However I don't like taking conservative way. It's always better to implement full feature so that users don't have to consider implementation's limitation. Now the problem is how and compatibility with built in engine. If Unicode is supported then SRFI requires, for example,
alphabeticto match L, Nl and Other_Alphabetic characters. Current builtin engine only considers ASCII for named character sets (e.g.
\w). Well there are bunch of options to resolve this but followings are, I think, rational;
- Support these only in this SRFI
- Builtin engine should support Unicode as well
\w. I believe I've already wrote bunch of code which depend on the fact that it only matches ASCII characters.

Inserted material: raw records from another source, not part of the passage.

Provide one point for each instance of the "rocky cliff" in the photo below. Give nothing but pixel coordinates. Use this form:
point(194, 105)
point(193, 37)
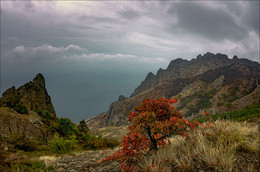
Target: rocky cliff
point(33, 95)
point(212, 83)
point(180, 68)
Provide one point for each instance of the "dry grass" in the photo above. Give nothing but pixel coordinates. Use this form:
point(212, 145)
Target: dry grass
point(217, 146)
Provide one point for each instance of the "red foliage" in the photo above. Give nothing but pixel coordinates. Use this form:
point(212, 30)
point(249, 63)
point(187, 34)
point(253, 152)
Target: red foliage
point(152, 123)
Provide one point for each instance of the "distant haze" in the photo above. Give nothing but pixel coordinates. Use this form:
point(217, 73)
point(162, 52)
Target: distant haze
point(91, 52)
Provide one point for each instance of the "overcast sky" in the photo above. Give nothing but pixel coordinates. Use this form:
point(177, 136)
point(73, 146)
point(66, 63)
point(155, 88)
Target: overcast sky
point(92, 52)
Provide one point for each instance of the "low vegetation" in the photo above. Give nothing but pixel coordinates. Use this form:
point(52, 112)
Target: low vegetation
point(218, 143)
point(59, 136)
point(215, 146)
point(248, 113)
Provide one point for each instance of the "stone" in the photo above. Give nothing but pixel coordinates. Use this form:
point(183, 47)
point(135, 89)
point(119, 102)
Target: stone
point(33, 95)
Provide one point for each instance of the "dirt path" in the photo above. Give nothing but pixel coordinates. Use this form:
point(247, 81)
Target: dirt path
point(87, 161)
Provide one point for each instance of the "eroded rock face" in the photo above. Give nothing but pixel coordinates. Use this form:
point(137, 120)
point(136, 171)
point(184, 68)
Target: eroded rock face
point(32, 94)
point(200, 84)
point(180, 68)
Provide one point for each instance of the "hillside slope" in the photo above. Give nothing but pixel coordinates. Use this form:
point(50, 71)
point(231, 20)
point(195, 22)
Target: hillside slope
point(212, 83)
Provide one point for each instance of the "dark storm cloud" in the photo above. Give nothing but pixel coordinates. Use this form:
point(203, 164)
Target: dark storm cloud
point(129, 14)
point(214, 24)
point(85, 45)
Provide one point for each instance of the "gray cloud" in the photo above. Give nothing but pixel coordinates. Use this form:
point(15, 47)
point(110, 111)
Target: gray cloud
point(76, 43)
point(129, 14)
point(214, 24)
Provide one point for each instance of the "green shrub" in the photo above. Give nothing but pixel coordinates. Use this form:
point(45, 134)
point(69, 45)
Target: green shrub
point(248, 113)
point(66, 127)
point(111, 143)
point(15, 104)
point(60, 145)
point(27, 165)
point(24, 143)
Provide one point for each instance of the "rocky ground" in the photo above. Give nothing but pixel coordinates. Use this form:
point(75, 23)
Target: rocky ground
point(87, 161)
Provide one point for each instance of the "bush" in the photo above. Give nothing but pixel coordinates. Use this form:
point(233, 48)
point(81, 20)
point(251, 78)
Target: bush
point(23, 143)
point(215, 146)
point(25, 165)
point(15, 104)
point(100, 143)
point(152, 123)
point(66, 127)
point(61, 146)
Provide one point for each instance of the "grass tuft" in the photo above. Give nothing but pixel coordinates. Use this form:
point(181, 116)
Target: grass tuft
point(215, 146)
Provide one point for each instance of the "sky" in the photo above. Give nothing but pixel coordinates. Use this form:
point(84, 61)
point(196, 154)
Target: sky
point(90, 52)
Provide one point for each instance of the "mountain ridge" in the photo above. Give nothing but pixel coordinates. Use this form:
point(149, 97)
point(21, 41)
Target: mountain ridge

Let's think about #1 first. This must be relatively easy so that I just need to convert the named character set to Unicode character set or ASCII character set depending on the expression. The problem, if I dare to call, is that I need to prepare 2 types of the same named character sets; one of them is already there, though. So all what I need are adding full Unicode character sets and switch them according to the context. Easy isn't it?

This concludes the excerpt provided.